A home care nurse prepares to administer intravenous medication to a client. The nurse assesses the site and reviews the client's chart prior to administering the medication:

Client: Thomas Jackson
DOB: 5/3/1936
Gender: Male
January 23 (Today): Right upper extremity PICC is intact, patent, and has a good blood return. Site clean and free from manifestations of infiltration, irritation, and infection. -Sue Franks, RN
January 20: Purulent drainage from sacral wound. Wound cleansed and dressing changed. Dr. Smith notified and updated on client status. New orders received for intravenous antibiotics. -Sue Franks, RN
January 13: Client alert and oriented. Sacral wound dressing changed. -Sue Franks, RN
January 6: Right upper extremity PICC inserted. No complications. Discharged with home health care. -Dr.

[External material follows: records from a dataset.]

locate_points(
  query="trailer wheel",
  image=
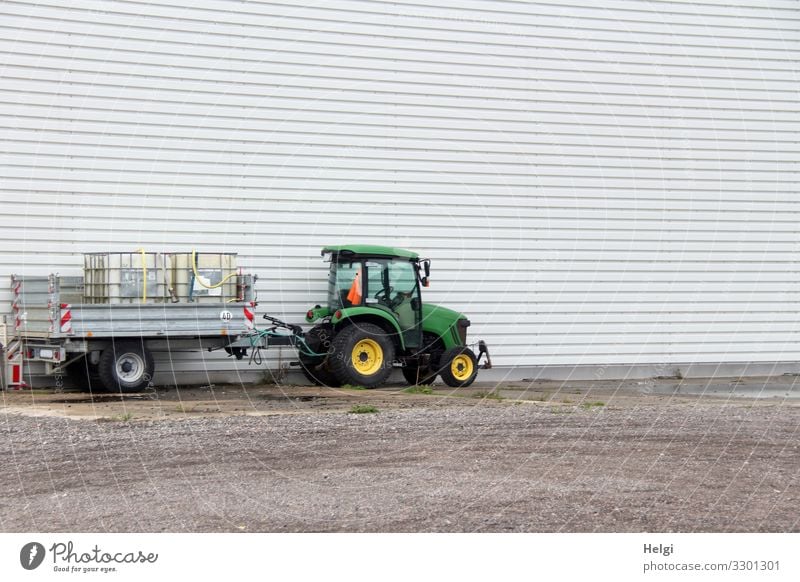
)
(126, 367)
(85, 376)
(314, 368)
(362, 355)
(458, 367)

Smith
Based on the information provided, which action should the nurse take?
a.
Notify the health care provider.
b.
Administer the prescribed medication.
c.
Discontinue the PICC.
d.
Switch the medication to the oral route.


ANS: B
A PICC that is functioning well without inflammation or infection may remain in place for months or even years. Because the line shows no signs of complications, it is permissible to administer the IV antibiotic. There is no need to call the physician to have the IV route changed to an oral route.